Latest revision as of 10:50, 12 April 2022

MSK basic pulse and its spectrum

The fundamental pulse that is always required to  realize MSK as Offset–QPSK   has the form shown in the graph above:

$$g_{\rm MSK}(t) = \left\{ \begin{array}{l} g_0 \cdot \cos (\pi/2 \cdot t/T) \\ 0 \\ \end{array} \right.\quad \begin{array}{*{10}c} | t | \le T \hspace{0.05cm}, \\ {\rm otherwise}\hspace{0.05cm}. \\ \end{array}$$

The spectral function  $G(f)$ is drawn below, that is, the  Fourier transform  of  $g(t)$.

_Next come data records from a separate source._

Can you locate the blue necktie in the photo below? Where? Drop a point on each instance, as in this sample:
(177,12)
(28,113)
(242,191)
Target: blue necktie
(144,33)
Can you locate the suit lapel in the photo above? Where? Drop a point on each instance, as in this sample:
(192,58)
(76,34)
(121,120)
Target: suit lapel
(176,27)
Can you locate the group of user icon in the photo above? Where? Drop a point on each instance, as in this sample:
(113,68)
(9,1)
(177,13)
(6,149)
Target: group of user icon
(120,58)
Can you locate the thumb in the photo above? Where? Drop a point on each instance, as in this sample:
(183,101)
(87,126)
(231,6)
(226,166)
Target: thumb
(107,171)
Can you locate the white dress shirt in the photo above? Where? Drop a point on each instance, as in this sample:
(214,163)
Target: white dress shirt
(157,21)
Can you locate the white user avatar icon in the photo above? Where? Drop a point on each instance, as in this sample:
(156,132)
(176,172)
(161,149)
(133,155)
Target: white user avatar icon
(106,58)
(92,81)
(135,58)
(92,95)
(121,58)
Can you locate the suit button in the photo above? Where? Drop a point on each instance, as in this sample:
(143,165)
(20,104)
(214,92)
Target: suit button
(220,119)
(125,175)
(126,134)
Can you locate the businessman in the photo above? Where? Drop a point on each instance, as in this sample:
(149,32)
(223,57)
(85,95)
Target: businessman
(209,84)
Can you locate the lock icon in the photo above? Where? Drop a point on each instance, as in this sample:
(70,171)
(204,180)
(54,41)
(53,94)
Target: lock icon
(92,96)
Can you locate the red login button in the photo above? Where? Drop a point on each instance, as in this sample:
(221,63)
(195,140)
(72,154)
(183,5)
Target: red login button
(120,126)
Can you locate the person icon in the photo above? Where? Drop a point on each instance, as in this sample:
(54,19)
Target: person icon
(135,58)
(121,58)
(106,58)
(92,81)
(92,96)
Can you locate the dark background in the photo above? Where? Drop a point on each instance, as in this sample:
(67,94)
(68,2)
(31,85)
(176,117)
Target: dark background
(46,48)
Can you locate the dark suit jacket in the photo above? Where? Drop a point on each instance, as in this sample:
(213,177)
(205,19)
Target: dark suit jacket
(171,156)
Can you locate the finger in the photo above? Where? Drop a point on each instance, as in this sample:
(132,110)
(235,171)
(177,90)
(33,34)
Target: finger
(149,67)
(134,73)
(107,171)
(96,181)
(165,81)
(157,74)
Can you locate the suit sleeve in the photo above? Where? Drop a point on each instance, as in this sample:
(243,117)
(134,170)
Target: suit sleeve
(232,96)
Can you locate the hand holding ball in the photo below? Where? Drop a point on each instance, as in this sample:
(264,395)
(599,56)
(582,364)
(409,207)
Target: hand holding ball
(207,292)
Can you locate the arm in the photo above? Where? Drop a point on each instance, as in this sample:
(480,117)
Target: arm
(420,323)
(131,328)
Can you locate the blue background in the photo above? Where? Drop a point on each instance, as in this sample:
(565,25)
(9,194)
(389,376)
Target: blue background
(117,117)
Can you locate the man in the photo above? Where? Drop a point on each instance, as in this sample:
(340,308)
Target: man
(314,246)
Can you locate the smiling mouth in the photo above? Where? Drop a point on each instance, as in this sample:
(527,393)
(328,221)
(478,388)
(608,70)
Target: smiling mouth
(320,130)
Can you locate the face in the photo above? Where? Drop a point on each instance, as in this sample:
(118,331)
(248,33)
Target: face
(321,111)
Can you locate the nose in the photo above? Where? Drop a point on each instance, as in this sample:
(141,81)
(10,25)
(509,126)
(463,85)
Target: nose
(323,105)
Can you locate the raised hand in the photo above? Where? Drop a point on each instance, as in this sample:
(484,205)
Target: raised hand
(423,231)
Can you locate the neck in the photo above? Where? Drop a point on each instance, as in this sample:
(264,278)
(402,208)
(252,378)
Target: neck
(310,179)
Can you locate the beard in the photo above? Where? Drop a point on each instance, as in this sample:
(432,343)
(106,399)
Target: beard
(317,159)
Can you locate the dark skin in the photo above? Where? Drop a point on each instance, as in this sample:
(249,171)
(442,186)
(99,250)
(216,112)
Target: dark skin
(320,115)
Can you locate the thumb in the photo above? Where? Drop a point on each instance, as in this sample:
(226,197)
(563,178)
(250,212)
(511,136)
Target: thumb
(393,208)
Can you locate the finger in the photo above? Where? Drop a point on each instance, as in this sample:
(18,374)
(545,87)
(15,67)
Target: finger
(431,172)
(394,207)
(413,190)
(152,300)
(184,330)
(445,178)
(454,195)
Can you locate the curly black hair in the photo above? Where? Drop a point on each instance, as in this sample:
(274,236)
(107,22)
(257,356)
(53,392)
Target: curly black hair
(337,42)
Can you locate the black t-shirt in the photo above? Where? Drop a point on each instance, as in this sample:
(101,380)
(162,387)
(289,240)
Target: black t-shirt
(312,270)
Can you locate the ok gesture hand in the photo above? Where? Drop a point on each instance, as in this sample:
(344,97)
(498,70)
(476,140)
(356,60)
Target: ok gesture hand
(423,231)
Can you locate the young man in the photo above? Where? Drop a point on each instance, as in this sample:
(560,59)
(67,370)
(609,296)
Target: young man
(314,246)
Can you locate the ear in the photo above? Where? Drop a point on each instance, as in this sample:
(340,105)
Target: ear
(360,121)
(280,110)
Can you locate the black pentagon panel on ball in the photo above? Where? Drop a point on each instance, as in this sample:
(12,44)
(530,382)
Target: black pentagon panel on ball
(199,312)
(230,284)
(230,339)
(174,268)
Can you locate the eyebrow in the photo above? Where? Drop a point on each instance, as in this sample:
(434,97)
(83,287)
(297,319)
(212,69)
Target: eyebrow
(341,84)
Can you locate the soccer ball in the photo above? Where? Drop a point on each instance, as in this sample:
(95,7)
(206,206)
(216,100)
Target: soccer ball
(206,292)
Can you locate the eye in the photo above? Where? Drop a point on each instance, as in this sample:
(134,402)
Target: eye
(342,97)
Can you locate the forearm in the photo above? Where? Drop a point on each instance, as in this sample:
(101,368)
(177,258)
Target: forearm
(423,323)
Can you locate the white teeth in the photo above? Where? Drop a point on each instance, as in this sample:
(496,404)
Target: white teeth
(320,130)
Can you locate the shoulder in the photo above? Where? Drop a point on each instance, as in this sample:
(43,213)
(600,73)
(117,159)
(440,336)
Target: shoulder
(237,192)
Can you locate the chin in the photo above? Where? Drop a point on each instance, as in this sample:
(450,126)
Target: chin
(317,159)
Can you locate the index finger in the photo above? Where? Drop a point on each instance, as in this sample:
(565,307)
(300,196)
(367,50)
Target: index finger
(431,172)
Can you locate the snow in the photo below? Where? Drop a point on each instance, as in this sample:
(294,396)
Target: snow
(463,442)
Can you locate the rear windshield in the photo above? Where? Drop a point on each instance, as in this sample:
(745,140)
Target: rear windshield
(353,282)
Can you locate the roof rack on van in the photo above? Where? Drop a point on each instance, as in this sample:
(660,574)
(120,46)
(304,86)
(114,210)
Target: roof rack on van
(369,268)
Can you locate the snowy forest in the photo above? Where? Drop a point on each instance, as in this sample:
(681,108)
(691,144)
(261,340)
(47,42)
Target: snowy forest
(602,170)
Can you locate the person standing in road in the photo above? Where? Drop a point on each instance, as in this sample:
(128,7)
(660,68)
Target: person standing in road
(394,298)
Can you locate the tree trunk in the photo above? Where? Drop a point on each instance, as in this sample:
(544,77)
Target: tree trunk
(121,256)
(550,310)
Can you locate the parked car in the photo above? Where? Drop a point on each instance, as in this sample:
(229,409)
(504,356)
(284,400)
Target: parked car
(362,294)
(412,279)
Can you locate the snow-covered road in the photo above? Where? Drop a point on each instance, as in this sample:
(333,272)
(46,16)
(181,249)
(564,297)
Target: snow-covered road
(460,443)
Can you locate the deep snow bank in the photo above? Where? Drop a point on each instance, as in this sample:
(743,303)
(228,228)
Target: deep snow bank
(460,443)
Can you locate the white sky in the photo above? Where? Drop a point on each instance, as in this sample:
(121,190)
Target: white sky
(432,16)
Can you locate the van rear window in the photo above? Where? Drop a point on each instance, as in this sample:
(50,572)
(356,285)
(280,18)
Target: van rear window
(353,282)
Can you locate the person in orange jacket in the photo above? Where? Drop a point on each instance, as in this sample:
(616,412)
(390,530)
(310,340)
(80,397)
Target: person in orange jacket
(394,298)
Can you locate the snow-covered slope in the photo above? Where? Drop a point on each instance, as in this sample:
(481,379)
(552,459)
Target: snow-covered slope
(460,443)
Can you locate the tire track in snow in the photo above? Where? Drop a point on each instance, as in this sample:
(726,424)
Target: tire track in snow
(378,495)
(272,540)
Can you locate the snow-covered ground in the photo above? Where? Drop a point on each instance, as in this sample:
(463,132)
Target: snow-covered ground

The corresponding equation is to be determined in this task, by considering:

$$g(t) = c(t) \cdot r(t)\hspace{0.05cm}.$$

The following abbreviations are used here:

  • $c(t)$  is a cosine oscillation with amplitude  $1$  and  frequency  $f_0$ (yet to be determined).
  • $r(t)$  is a square wave function with amplitude $g_0$  and duration $2T$.





Hints:


Questions

1

How should one choose the frequency $f_0$  of the cosine oscillation  $c(t)$  so that  $g(t) = c(t) · r(t)$ ?

$f_0 \ = \ $

$\ \cdot 1/T$

2

What is the spectrum  $R(f)$  of the rectangular function  $r(t)$?  What spectral value occurs when $f = 0$ ?

$R(f=0) \ = \ $

$\ \cdot g_0 \cdot T$

3

Calculate the spectrun  $G(f)$  of the MSK pulse  $g(t)$, particularly the spectral value at  $f = 0$.

$G(f=0) \ = \ $

$\ \cdot g_0 \cdot T$

4

Summarize the result of question   (3)  in one term. At what frequency  $f_1$  does  $G(f)$  have its first zero?

$f_1 \ = \ $

$\ \cdot 1/T$


Solution

(1)  The period of the cosine signal must be  $T_0 = 4T$ .  Thus, the frequency is $f_0 = 1/T_0\hspace{0.15cm}\underline {= 0.25} · 1/T$.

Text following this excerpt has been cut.